Goodbye Kuwait - We're Off to Fort Dix!

"The ache for home lives in all of us, the safe place where we can go as we are and not be questioned." - Maya Angelou
Our wait ended on December 22, 2011. The previous night we loaded on buses that transported us from Camp Buehring to the "Theater Gateway" at Camp Virginia. Thus began the complicated process of coming home. Nothing in the Army is ever as easy as it seems. Demobilization is a great example. It requires travel back to CONUS followed by several days (or weeks) at a designated demobilization center. In our case, we would travel to Fort Dix, NJ. The process began with our arrival at the Theater Gateway. After shuttling into a large tent, we were given complete briefings from the Navy Customs personnel and reminded that General Order #1 remained in effect. Then we gathered all of our gear and baggage for the screening. This meant moving to another tent where x-ray machines were ready to receive us. It was a scene reminiscent of TSA at an airport except that everyone was in uniform. Fortunately, there were no glitches and we rapidly made our way through the screening. From there we went on "lock down" inside a t-walled customs holding area, where we would remain until departing for our flight. By now it was around 0300 and we were all very tired. We tried to stretch out on the seats or the floor but it was no use. We were either too uncomfortable or too excited to sleep. It didn't help that the tents were cold. As the sun came up on the 23rd, we all knew our last day in the CENTCOM AOR had arrived. By the time the sun set, we would be well on our way back to the U.S.
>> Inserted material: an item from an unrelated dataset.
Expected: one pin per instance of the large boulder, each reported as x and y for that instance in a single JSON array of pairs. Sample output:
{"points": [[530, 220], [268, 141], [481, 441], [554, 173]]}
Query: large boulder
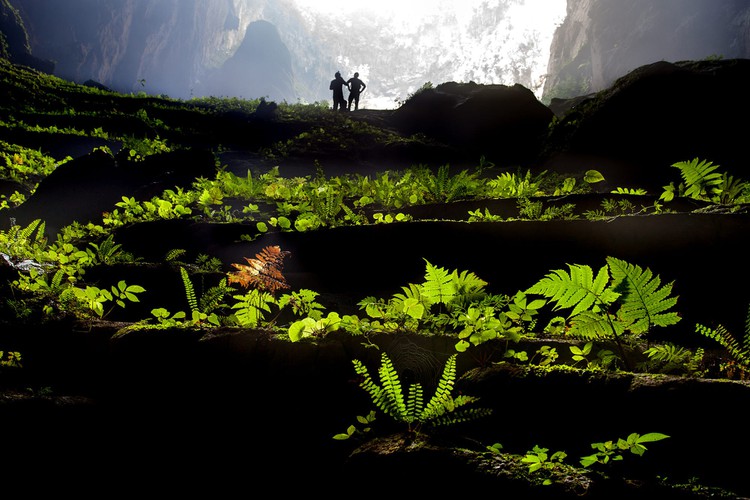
{"points": [[653, 117], [505, 124]]}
Around noon we loaded buses again for the drive to Kuwait City International. There awaited a North American Airlines Boeing 767 with our name on it. Once we finally boarded and got our gear stowed, the flight commander briefed us on the rules. Then we were off. As the plane lifted off we all cheered and clapped. We were on our way. Our flight plan included two refueling stops. The first would be Leipzig, Germany. Flying time from KCI to Leipzig was about six hours. Most of us slept. Once in Leipzig, we had about two hours to visit the gift shop and be tempted by the beer (still off-limits due to GO#1). Many of us purchased stocking stuffers. I bought a few Kinder Eggs for family (and one for myself). Then we were off to our next refuel stop - Shannon, Ireland. It was almost a replay of Leipzig, except the native language was different. CSM and I purchased breakfast and ate in a daze of travel exhaustion. Once we were back on the aircraft for the final leg I crashed and slept for the majority of the remaining travel.

Our final destination was McGuire Air Force Base. We arrived at 0430 on the 23rd. It was raining and dark. But when we descended the ramp onto the tarmac we were greeted by a long line of Soldiers who were there to welcome us home. The first person in the line was my good friend and former Commanding General, BG Lennon. We shook hands and embraced. Nobody noticed the rain. We were just happy to be back - all of us. The news of our historic mission had traveled far and wide. Now we were back on United States soil. Although we weren't home, we were at least a huge step closer. The awaiting buses took us to Fort Dix, which shares the same real estate as McGuire AFB. By 0700, we were in our temporary barracks and ready to begin the process of demobilization. Welcome back to the United States! I think all of my Soldiers can now see the light at the end of the tunnel and now believe that home is our next stop. We'll all be home for 2012. It will be a very good year indeed.